A simple exampleof sc_module is seen here below. The Dut is designed inheriting the sc_module class.
#pragma hls_design top class flop : public sc_module { public: sc_in<bool> CCS_INIT_S1(clk); sc_in<bool> CCS_INIT_S1(rst_bar); sc_in<uint32_t> CCS_INIT_S1(in1); sc_out<uint32_t> CCS_INIT_S1(out1); SC_CTOR(flop) { SC_THREAD(process); sensitive << clk.pos(); async_reset_signal_is(rst_bar, false); } void process() { // this is the reset state: out1 = 0; wait(); // WAIT // this is the non-reset state: while (1) { out1 = in1.read(); wait(); // WAIT } } };
The corresponding RTL for this is:
module flop_process ( clk, rst_bar, in1, out1 ); input clk; input rst_bar; input [31:0] in1; output [31:0] out1; reg [31:0] out1; // Interconnect Declarations for Component Instantiations always @(posedge clk or negedge rst_bar) begin if ( ~ rst_bar ) begin out1 <= 32'b00000000000000000000000000000000; end else begin out1 <= in1; end end endmodule // ------------------------------------------------------------------ // Design Unit: flop // ------------------------------------------------------------------ module flop ( clk, rst_bar, in1, out1 ); input clk; input rst_bar; input [31:0] in1; output [31:0] out1; // Interconnect Declarations for Component Instantiations flop_process flop_process_inst ( .clk(clk), .rst_bar(rst_bar), .in1(in1), .out1(out1) ); endmodule
- Actual design is present in a module names <module_name>_<thread_name>. The top module is called <module_name>.

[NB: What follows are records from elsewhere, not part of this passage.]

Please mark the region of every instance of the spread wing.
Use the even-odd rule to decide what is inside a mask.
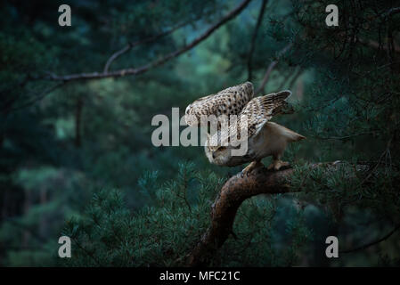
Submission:
[[[252,99],[238,116],[237,125],[231,126],[229,131],[221,130],[214,134],[210,145],[227,145],[234,135],[241,140],[241,130],[247,131],[247,138],[257,135],[273,116],[282,111],[287,104],[285,99],[290,95],[290,91],[284,90]]]
[[[224,89],[216,94],[201,97],[187,106],[186,123],[196,126],[200,125],[201,116],[238,115],[253,96],[253,85],[246,82]]]

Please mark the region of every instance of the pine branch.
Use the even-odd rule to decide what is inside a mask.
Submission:
[[[380,239],[379,239],[377,240],[369,242],[369,243],[364,244],[364,245],[363,245],[361,247],[358,247],[358,248],[339,251],[339,253],[350,253],[350,252],[359,251],[359,250],[363,250],[363,249],[368,248],[370,248],[371,246],[377,245],[377,244],[379,244],[379,243],[388,240],[388,238],[390,238],[390,236],[392,236],[393,233],[395,233],[399,229],[400,229],[400,224],[397,224],[396,226],[395,226],[395,228],[392,231],[390,231],[388,233],[387,233],[385,236],[381,237]]]
[[[270,77],[271,73],[273,72],[273,68],[275,67],[276,64],[278,64],[281,57],[284,53],[286,53],[290,49],[291,46],[292,46],[291,43],[289,44],[288,45],[286,45],[281,52],[279,52],[277,58],[274,61],[271,61],[268,68],[266,69],[265,74],[264,75],[263,81],[261,82],[258,88],[257,88],[256,91],[254,92],[254,94],[256,95],[264,90],[264,87],[265,86],[266,82],[268,81],[269,77]]]
[[[72,80],[87,80],[87,79],[100,79],[100,78],[107,78],[107,77],[124,77],[127,75],[139,75],[143,74],[144,72],[149,71],[150,69],[158,67],[159,65],[162,65],[166,63],[167,61],[186,53],[187,51],[192,49],[197,45],[204,41],[206,38],[208,38],[211,34],[213,34],[218,28],[236,17],[238,14],[240,14],[244,8],[249,4],[249,3],[251,0],[244,0],[242,1],[236,8],[229,12],[225,16],[224,16],[218,22],[208,28],[204,33],[202,33],[200,36],[196,37],[194,40],[192,40],[190,44],[184,45],[184,47],[172,52],[164,57],[155,60],[150,63],[144,64],[139,68],[129,68],[129,69],[118,69],[115,71],[106,71],[106,72],[91,72],[91,73],[78,73],[78,74],[70,74],[70,75],[64,75],[64,76],[59,76],[56,74],[51,74],[50,76],[46,77],[45,79],[49,80],[55,80],[55,81],[72,81]],[[121,51],[124,52],[125,49]]]
[[[258,29],[261,26],[261,22],[263,21],[264,12],[265,11],[265,6],[266,6],[267,3],[268,3],[268,0],[263,0],[263,3],[261,4],[260,12],[259,12],[258,18],[257,20],[256,28],[254,28],[253,37],[251,37],[250,51],[249,52],[249,57],[248,57],[248,81],[251,81],[251,79],[252,79],[251,61],[253,59],[253,53],[254,53],[254,50],[256,48],[257,35]]]

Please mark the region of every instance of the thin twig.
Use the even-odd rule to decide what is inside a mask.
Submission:
[[[249,4],[251,0],[243,0],[237,7],[229,12],[225,16],[224,16],[217,23],[214,24],[208,28],[204,33],[192,40],[190,44],[184,45],[184,47],[172,52],[159,60],[155,60],[150,63],[144,64],[139,68],[129,68],[123,69],[115,71],[107,72],[91,72],[91,73],[76,73],[70,75],[58,76],[52,74],[45,79],[55,80],[55,81],[72,81],[72,80],[87,80],[87,79],[100,79],[106,77],[119,77],[127,75],[139,75],[147,72],[151,69],[158,67],[166,63],[167,61],[186,53],[187,51],[192,49],[194,46],[208,38],[212,33],[214,33],[218,28],[236,17],[243,9]]]

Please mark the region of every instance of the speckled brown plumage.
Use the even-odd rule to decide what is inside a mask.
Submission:
[[[216,94],[201,97],[187,106],[185,119],[189,126],[196,126],[201,123],[202,115],[238,115],[253,98],[254,88],[251,82],[232,86]],[[193,116],[196,120],[193,120]]]

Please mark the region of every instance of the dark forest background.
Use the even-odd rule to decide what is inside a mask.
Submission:
[[[299,192],[246,200],[208,264],[400,265],[399,1],[10,0],[0,27],[0,265],[182,265],[241,167],[154,147],[151,118],[247,80],[293,92]]]

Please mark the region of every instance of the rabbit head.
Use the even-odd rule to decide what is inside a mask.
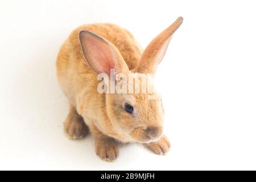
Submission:
[[[179,18],[154,38],[133,70],[129,70],[118,49],[108,40],[88,30],[80,32],[80,43],[88,64],[96,73],[109,76],[109,92],[102,93],[106,100],[105,113],[115,131],[125,134],[127,140],[151,142],[157,140],[163,133],[164,110],[161,97],[154,88],[153,77],[173,34],[182,22],[183,18]],[[112,70],[114,71],[114,78],[112,77]],[[115,79],[118,74],[133,81],[122,82],[122,90],[127,92],[109,92],[112,81],[117,84]],[[150,92],[141,92],[145,86],[143,79],[146,79],[146,87],[150,88]],[[124,81],[123,77],[122,80]],[[141,92],[135,92],[135,82],[138,83]],[[129,88],[133,92],[129,92]]]

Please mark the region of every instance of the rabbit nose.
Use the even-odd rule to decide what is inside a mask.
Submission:
[[[155,139],[159,137],[162,133],[162,129],[157,127],[148,127],[146,130],[146,135],[150,139]]]

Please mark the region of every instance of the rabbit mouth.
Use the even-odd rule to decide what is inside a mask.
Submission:
[[[156,142],[162,135],[162,129],[158,127],[147,127],[146,129],[140,127],[135,129],[131,136],[137,142],[148,143]]]

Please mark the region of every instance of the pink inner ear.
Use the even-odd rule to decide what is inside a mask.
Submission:
[[[97,73],[110,75],[114,68],[114,58],[110,47],[101,38],[87,32],[82,34],[81,44],[85,57]]]

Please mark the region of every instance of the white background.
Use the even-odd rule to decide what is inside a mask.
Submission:
[[[179,16],[155,77],[170,152],[128,144],[108,163],[68,139],[55,64],[70,32],[114,23],[145,47]],[[1,0],[0,169],[256,169],[255,17],[254,1]]]

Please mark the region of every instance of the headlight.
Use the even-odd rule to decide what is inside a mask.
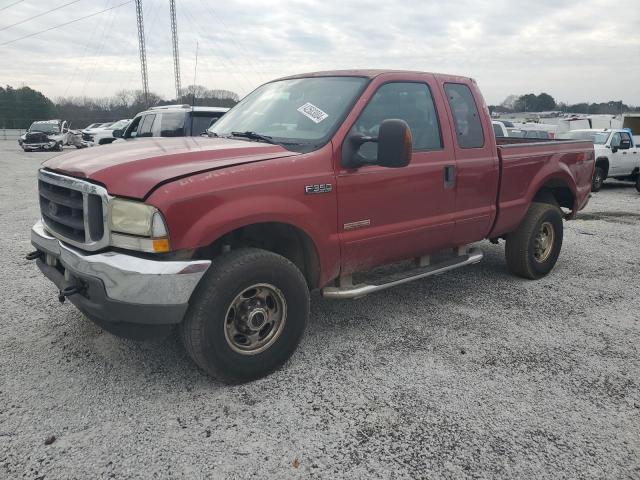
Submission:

- For parallel access, multiple threads can be used.
- The threads are connected using Connections::Combinational , memories. They are synchronized using SyncChannel present between connections.
- Hierarchy is created using multiple sc_modules connected with the help of Connections library or sc_signal.
-
Conclusion
Hierarchy in HLS helps in parallel processing, better modularity and faster runtime of HLS tools. More complex requirements can be handled easier with the help of hierarchy. Hierarchy in C++ is achieved with the help of functions and most importantly classes. In SystemC, threads and sc_module are used. For communication channels, signals or memories models between hierarchies help in achieving the final design.